UK covering up failed nuclear missile test: Report
Iran Press TV
Sun Jan 22, 2017 4:2PM
The government of British Prime Minister Theresa May has been accused of hiding a "disastrous" test firing of a Trident nuclear missile, according to a report.
The Trident II D5 missile was fired from a British submarine in June of last year near the coast of the US state of Florida, The Sunday Times reported.
However, Britain's first test of a nuclear weapon in four years went awry as the missile veered off in the wrong direction towards the American mainland, the paper added.
May, who was Home Secretary at the time of the test, decided to keep members of the Parliament in dark about the issue when she became the new premier.
The new PM at the time had made no mention of the test failure in her first major speech in July, where she tried to persuade the MPs to authorize a 40 billion pound plan for producing new Trident submarines.
On Sunday, when BBC asked May four times whether she knew about the test before she made that speech, the prime minister simply dodged the questions and did not give a direct answer.
"I have absolute faith in our Trident missiles.

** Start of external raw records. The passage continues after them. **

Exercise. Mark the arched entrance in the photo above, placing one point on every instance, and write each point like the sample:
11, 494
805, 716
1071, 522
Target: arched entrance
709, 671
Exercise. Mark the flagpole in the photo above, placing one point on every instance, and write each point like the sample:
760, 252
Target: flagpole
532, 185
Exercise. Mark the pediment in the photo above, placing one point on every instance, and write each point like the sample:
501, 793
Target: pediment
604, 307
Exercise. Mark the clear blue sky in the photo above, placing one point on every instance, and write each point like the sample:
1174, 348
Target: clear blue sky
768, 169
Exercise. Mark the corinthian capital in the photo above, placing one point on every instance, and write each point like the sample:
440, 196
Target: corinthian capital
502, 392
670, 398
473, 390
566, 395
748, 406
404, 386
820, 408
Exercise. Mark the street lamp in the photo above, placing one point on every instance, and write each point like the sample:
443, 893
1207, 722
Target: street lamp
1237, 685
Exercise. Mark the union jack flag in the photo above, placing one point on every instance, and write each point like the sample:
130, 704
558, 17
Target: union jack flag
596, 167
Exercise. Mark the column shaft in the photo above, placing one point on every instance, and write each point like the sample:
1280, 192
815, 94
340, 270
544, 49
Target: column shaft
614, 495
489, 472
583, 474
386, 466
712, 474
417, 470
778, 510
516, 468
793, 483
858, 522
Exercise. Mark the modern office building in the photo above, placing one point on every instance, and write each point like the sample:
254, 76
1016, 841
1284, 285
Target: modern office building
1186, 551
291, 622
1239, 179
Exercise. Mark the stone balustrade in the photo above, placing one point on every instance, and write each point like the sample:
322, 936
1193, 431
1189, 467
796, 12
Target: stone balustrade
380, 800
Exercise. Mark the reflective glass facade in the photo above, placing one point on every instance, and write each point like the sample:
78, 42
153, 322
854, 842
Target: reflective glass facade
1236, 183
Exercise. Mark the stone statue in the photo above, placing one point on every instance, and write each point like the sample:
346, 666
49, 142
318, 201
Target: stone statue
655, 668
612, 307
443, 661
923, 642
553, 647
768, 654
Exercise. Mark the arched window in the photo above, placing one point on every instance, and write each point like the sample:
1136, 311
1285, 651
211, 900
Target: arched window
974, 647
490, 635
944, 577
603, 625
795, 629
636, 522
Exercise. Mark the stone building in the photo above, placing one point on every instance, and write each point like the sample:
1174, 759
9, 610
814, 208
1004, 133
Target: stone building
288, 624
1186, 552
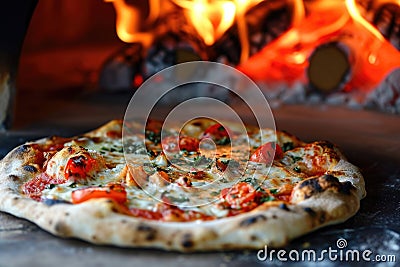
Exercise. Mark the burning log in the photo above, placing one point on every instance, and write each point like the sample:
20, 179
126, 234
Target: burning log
387, 20
329, 68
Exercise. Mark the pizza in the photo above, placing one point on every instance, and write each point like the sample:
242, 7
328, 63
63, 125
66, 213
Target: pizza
204, 186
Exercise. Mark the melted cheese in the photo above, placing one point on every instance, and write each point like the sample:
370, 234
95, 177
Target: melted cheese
203, 195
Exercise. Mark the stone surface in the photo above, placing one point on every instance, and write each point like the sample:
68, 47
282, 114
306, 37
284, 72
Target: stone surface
371, 140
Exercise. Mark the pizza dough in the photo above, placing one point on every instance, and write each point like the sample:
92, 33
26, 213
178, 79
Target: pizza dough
322, 188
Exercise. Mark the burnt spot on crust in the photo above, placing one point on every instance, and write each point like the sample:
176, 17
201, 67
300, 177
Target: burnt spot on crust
252, 220
325, 144
310, 211
316, 185
29, 168
187, 241
312, 185
346, 187
51, 202
62, 229
150, 232
22, 149
322, 217
13, 177
283, 206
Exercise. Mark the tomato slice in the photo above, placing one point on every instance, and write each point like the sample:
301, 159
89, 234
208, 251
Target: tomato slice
79, 166
240, 196
33, 188
218, 133
147, 214
265, 153
153, 130
175, 143
115, 192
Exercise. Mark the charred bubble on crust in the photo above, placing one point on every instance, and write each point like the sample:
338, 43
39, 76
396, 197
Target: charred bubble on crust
310, 187
325, 144
187, 241
283, 206
29, 168
310, 211
346, 187
13, 177
252, 220
51, 202
23, 149
149, 231
315, 185
62, 229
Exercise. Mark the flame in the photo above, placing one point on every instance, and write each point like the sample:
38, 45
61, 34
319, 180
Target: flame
129, 21
211, 19
286, 58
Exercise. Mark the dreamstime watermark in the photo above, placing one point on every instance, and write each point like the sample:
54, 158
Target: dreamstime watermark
337, 253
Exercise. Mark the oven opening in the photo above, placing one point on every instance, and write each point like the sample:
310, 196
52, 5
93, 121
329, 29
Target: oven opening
343, 53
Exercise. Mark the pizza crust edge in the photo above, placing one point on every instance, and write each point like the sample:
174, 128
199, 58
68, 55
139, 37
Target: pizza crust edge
320, 201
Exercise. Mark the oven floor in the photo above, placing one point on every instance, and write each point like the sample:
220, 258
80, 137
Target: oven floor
370, 140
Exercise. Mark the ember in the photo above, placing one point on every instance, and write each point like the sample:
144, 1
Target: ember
336, 52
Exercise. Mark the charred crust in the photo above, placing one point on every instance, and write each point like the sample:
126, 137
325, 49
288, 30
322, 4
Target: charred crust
62, 228
325, 144
252, 220
29, 168
149, 231
283, 206
322, 218
310, 187
346, 187
13, 177
310, 211
23, 149
187, 241
313, 186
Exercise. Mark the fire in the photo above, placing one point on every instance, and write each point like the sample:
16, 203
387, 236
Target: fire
130, 21
286, 59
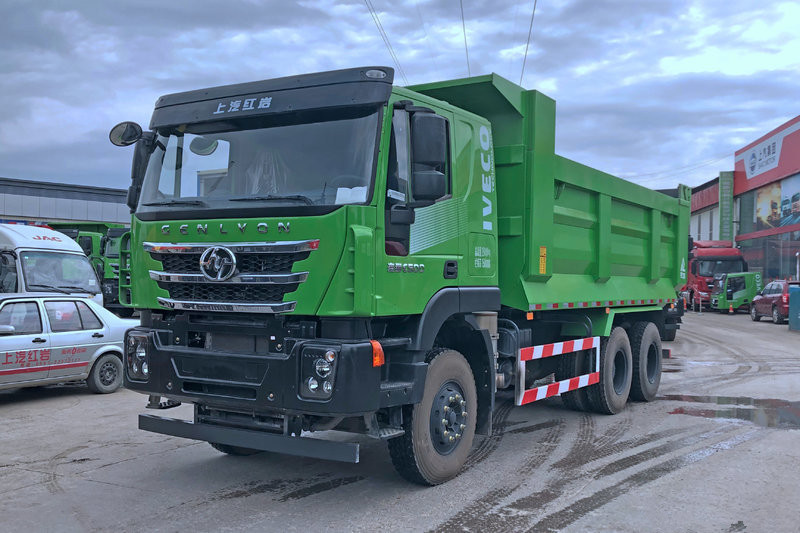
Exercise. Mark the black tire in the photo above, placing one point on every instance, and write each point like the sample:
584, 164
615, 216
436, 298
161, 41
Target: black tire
233, 450
610, 395
572, 365
646, 352
106, 374
421, 454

When I made that speech in the House of Commons what we were talking about was whether or not we should renew our Trident, whether or not we should have Trident missiles," she said.
"There are tests that take place all the time, regularly for our nuclear deterrent," she added.
Meanwhile, the prime minister's office and Britain's Ministry of Defense said in a joint statement that the Royal Navy's test was carried out by the HMS Vengeance nuclear submarine, as part of an operation to certify the submarine and its crew.
The statement did not confirm or reject the failure, arguing, "We do not provide further details on submarine operations for obvious national security reasons."
According to the Times, the UK has only tested five submarine-launched Tridents this century, mainly because the US-made weapons cost £17 million apiece.
The misfire has drawn criticism from the Labour Party and its leader Jeremy Corbyn, who has called for a discussion.
"People on both sides of the argument on Trident would have expected that to be reported to parliament and the fact that Theresa May didn't is extremely worrying and I think questions have to be asked about that," John McDonnell, the opposition leader's financial spokesman, told BBC.